FAQ: What kind of income is used to determine child support?

The Support Guidelines have a detailed explanation of what might constitute a parent’s income for child support purposes. In addition to salary, income may include things such as bonuses, commissions, interest, rent, lottery winnings, income tax refunds, and many others. Sometimes, the determination of a parent’s income is made more difficult if the parent owns their own business or holds an executive position that may involve such things as stock options or deferred income. In the Collaborative Process, parents and their Collaborative Lawyers commit to fully disclosing, sharing, and cooperatively evaluating all financial information, such as tax returns, account statements, stock option and compensation agreements. This is done in a setting that, unlike the traditional court process, is confidential. The Collaborative Team, which may include a Financial Specialist, works together with you to establish a mutually acceptable child support agreement that meets the needs of your family.

FAQ: My ex- and I haven’t talked together about our children since the court’s custody decision last year.
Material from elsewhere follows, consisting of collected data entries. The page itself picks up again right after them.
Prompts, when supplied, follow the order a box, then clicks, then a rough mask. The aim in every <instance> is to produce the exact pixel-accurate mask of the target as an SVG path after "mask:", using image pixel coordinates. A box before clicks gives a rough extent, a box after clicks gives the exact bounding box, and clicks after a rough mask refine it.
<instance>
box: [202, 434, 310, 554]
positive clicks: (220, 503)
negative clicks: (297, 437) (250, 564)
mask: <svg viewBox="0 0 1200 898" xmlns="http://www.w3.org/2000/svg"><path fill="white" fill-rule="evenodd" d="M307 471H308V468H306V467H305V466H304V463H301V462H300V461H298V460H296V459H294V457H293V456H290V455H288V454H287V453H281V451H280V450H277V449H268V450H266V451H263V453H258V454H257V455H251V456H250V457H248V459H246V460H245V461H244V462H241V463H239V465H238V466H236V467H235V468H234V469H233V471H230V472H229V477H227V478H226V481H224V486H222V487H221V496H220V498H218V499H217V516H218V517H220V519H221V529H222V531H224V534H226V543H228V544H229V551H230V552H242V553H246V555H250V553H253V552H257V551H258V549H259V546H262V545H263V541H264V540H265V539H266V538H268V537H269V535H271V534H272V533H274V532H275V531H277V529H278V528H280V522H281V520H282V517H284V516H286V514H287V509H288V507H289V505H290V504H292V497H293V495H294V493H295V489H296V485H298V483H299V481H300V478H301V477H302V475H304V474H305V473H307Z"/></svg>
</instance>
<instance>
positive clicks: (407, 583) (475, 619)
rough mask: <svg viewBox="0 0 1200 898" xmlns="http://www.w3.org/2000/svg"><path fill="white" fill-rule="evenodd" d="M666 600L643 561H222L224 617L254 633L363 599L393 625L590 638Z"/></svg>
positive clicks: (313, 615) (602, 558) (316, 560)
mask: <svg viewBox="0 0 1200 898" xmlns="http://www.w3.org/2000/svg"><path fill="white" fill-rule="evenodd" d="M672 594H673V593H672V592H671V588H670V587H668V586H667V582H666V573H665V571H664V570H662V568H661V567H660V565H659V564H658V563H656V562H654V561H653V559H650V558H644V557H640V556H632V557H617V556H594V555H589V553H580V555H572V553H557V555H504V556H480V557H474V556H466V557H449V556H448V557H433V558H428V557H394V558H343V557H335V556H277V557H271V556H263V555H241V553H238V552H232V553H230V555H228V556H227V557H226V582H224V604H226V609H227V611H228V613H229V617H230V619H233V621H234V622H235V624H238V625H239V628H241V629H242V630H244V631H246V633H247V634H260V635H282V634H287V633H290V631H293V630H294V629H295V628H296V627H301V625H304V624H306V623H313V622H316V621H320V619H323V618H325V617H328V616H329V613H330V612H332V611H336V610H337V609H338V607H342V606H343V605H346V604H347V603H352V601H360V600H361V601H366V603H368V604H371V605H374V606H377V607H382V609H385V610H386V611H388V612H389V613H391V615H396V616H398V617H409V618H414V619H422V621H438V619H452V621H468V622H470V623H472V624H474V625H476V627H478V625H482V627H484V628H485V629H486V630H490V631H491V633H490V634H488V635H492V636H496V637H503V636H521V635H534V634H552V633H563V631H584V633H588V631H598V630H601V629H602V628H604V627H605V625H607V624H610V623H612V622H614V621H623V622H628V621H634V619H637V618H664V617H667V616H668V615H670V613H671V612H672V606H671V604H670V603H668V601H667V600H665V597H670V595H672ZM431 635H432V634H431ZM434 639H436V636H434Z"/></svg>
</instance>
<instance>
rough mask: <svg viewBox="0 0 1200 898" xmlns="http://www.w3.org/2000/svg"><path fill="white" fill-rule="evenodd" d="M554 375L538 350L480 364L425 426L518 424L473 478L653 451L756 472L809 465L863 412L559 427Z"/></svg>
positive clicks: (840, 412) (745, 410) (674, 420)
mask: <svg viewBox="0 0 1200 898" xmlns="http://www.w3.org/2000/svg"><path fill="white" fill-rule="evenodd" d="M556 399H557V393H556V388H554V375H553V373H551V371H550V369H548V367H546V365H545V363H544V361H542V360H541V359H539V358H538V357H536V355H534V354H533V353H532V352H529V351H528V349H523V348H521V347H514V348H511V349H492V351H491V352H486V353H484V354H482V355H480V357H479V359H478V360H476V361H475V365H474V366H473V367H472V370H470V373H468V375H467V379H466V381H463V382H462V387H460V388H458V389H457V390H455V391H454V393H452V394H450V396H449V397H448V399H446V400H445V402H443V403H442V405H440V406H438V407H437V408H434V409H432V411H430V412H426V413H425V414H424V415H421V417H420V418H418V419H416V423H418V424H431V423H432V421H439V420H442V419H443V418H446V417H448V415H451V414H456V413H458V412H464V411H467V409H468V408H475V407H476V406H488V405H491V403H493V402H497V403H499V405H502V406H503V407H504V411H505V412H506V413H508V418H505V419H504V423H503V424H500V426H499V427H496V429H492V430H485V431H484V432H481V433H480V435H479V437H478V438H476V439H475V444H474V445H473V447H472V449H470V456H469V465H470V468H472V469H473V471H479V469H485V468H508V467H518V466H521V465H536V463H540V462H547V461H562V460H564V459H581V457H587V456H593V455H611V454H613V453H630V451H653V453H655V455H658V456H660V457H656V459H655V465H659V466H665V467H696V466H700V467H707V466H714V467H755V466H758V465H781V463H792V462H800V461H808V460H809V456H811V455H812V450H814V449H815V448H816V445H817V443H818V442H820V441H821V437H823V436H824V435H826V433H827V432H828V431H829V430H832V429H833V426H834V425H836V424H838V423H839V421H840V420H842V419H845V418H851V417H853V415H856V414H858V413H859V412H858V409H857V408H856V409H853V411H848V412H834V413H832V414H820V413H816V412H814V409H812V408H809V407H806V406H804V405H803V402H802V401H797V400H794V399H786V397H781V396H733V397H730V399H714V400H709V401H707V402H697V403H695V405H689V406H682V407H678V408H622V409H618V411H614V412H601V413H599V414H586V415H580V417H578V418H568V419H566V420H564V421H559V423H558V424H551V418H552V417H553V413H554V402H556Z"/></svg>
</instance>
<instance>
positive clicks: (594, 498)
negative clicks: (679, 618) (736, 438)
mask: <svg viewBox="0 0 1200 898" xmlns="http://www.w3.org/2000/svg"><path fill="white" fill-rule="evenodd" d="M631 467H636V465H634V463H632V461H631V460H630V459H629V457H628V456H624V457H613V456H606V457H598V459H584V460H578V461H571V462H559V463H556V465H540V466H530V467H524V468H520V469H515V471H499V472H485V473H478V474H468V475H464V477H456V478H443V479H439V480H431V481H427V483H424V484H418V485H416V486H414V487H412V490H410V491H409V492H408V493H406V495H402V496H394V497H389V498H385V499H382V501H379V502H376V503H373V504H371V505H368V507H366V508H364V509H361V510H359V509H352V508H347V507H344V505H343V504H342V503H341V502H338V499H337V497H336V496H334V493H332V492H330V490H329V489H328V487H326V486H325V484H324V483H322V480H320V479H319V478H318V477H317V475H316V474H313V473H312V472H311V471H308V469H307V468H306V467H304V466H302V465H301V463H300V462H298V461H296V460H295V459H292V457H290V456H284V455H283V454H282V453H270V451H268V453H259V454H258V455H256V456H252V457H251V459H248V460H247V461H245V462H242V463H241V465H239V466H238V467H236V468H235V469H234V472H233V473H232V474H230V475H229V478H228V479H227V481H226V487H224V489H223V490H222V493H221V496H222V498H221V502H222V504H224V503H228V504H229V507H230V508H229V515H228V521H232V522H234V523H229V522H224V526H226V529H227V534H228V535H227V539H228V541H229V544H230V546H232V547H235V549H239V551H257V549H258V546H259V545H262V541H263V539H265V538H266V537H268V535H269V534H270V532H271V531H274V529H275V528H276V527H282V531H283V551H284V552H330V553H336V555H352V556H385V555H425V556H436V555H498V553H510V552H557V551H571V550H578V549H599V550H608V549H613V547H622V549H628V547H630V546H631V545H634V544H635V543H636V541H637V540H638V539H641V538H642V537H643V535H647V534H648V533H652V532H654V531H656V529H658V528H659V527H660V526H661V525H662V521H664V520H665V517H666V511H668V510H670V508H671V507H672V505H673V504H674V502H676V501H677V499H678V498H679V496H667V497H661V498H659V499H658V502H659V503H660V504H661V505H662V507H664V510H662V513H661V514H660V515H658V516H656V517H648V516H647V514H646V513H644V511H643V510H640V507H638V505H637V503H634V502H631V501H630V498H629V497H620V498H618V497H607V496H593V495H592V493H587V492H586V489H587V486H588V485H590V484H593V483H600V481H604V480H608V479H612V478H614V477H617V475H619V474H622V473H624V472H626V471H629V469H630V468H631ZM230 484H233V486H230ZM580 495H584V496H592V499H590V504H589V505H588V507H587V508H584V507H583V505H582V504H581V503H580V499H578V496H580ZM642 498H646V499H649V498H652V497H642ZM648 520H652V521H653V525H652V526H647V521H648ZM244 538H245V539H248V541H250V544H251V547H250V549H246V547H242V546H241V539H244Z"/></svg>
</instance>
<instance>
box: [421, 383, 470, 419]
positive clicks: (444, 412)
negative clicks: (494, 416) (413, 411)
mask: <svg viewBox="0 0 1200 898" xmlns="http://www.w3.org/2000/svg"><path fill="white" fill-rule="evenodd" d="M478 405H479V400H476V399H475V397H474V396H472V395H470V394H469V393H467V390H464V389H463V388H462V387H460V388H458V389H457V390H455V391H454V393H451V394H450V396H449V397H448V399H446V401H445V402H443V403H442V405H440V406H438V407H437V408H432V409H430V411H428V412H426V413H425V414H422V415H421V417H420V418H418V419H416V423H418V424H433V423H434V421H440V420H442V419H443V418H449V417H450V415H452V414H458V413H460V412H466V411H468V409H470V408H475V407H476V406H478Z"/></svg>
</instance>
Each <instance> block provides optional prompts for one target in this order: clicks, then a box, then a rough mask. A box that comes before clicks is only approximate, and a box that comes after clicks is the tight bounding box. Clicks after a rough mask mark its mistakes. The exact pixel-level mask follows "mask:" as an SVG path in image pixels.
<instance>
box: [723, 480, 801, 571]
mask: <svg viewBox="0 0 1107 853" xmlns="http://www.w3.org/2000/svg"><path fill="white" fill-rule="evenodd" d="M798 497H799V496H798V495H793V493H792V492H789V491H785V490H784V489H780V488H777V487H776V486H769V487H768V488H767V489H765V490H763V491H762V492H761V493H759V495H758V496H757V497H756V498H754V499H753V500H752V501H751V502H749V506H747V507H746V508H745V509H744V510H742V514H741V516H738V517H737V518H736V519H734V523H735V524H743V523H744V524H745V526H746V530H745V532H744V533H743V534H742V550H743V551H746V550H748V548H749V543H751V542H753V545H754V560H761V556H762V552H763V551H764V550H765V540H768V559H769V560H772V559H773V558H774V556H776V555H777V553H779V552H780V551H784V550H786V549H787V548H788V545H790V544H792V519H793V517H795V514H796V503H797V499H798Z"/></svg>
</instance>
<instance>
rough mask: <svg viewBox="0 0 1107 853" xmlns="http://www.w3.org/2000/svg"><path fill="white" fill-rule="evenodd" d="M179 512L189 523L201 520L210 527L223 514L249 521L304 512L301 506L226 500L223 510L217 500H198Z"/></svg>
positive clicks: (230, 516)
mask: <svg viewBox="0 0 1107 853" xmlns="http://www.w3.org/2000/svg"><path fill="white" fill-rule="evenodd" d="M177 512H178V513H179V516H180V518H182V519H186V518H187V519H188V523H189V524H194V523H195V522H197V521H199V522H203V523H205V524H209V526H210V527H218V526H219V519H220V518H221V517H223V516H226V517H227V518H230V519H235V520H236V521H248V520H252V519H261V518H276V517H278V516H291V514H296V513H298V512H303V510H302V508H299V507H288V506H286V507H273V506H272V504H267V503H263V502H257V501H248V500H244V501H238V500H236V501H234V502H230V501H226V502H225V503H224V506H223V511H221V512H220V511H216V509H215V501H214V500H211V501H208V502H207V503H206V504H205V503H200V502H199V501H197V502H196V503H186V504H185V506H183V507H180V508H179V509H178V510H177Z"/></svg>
We just text. It’s too hard. Things aren’t working with this schedule. I need to go back to court. I don’t see how Collaborative Practice would work for us.

I can understand how this process doesn’t make sense for you. Consider this . . . Do you wish you and the other parent would talk more? Do you imagine what it might look and feel like to work together as a team with the other parent, as partners in parenting your children? Do you feel a bit hopeless in not knowing how to make this different for you and your children? If you have these or similar thoughts, simply getting a new custody order, if you are successful, will not change your situation. The Collaborative Process will create opportunities, in a confidential setting, for you and the other parent to develop clear understandings of what you need from each other to parent your children together, to explore what gets in the way of meeting those needs, to identify what you want most for children and how you can accomplish these goals in an environment that acknowledges and supports the critical role each of you has in the lives of your children. Already strained relationships between parents can be further eroded in the lengthy and confrontational litigation process. Children for sure suffer.  Choosing the Collaborative Process and working with our Collaborative Team of professionals that include Child Specialists may be just the change you need to make for yourself and your children.

FAQ: Isn’t property division in a divorce always 50/50?

No. If you were to go to court for the property division, the court will apportion the assets and debts based on the thirteen factors in the law. This may or may not result in a 50/50 division. It’s up to the court to make that determination.

By contrast, in a Collaborative Divorce, you and your spouse decide how to divide assets and debts, which may be 50/50 or in some other fashion by applying the 13 factors as you both see fit. Your Collaborative Team will help you understand the overall picture created by your family’s financial situation, evaluate tax implications of a proposed financial division and achieve a desired financial settlement for each of you that considers your shared values.